Museum Mpu Tantular adalah museum yang berdiri di Sidoarjo, Jawa Timur. Museum ini resmi didirikan oleh Kepala Pendidikan dan Kebudayaan Provinsi Jawa Timur, Dr. H. Rasiyo, Msi pada tanggal 14 Mei 2004. Museum ini merupakan tempat yang tepat untuk study tour anak-anak sekolah maupun tempat wisata sejarah dan edukasi.

Sebelum diresmikan di Sidoarjo, ternyata museum Mpu Tantular merupakan museum yang sudah berdiri cukup lama namun tempatnya berada di Surabaya.  Museum ini dahulu bertempat di bangunan peninggalan Belanda oleh lembaga Stedelijk Historish Museum Soerabaia pada tahun 1933. Museum terletak di jalan Pemuda no.3 Surabaya. Pada tahun 1955, pendiri museum bernama Von Faber meninggal. Sejak beliau meninggal,  museum ini menjadi tidak terawat dan barang-barang koleksi banyak yang rusak ataupun hilang.

Setelah itu kepemilikan museum berganti ke Yayasan Pendidikan Umum. Pada tahun 1964, museum ini memperoleh pendanaan dari Yayasan Bapak Prof. Dr. M. Soetopo. Kemudian pada tahun 1972, museum Mpu Tantular dinamai Museum Jawa Timur dan pengelolaannya pun digantikan oleh Pemerintah Daerah Provinsi Jawa Timur. Museum ini resmi berganti status menjadi museum negeri pada tahun 1974. Untuk selanjutnya, nama museum berubah kembali menjadi Museum Mpu Tantular dan dipindahkan ke daerah Sidoarjo.

Museum Mpu Tantular resmi didirikan pada tanggal 14 Mei 2004 oleh Kepala Dinas Pendidikan dan Kebudayaan Provinsi Jawa Timur, Dr.
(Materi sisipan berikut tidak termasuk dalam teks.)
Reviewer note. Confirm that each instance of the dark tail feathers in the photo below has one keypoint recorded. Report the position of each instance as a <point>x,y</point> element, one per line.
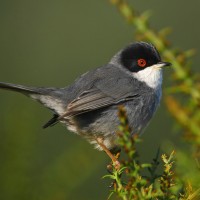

H. Rasiyo, Msi di Sidoarjo. Dengan luas total tanah 3,28 hektar, Museum Mpu Tantular dibagi menjadi beberapa bagian. Di depan setelah pintu masuk terdapat sebuah joglo yang bisa untuk duduk-duduk menunggu kawan yang belum datang ke museum. Ada juga bangunan lain seperti Gedung Tata Usaha dan Ruang Kepala Musem, Gedung Pepustakaan, Gedung Pameran Tetap (Gedung Majapahit), Galeri Von Faber, Gedung Pameran Tuna Netra, Ruang Kerja Koleksi, Storage, Gedung Preparasi, Laboratorium Konservasi, Gedung Bimbingan Edukasi. Namun dalam kunjungan ke Museum 20 Mei lalu, kami hanya ke gedung pameran museum dan gedung Galeri Von Faber.

Dengan harga tiket sebesar Rp 3.000,- tentu saja tidaklah mahal untuk berkunjung ke museum ini. Museum Mpu Tantular sendiri memiliki koleksi-koleksi yang menarik. Dari joglo menuju ke gedung museum terdapat patung pahat batu mulai dari Patung Primitif hingga Patung Buddha. Patung-patung ini disusun sedimikian rupa untuk menghiasi taman di depan gedung museum. Begitu melangkah masuk ke dalam museum, kita akan disambut dengan petugas karcis yang akan mengecek karcis. Kemudian langsung bisa melihat koleksi-koleksi museum sejarah ini.

Yang pertama kali saya lihat di sini adalah Duplikat dari Fosil Bofidae, yaitu semacam lembu liar berkuku dua yang sekarang sudah punah. Kita bisa melihat rangka tulang dari Bofidae yang berasal dari Nganjuk ini dipajang di dalam kotak kaca. Jadi di museum ini, hampir semua koleksi berada di dalam kotak kaca. Hal ini membuat koleksinya terawat. Selain itu ada Fosil Tengkorak dari manusia purba termasuk diantaranya Pithecanthropus Erectus dan Homo Sapien. Ada juga koleksi fosil gading dan geraham gajah asal Bojonegoro yang usianya sudah 600.000 – 1.000.000 tahun yang lalu.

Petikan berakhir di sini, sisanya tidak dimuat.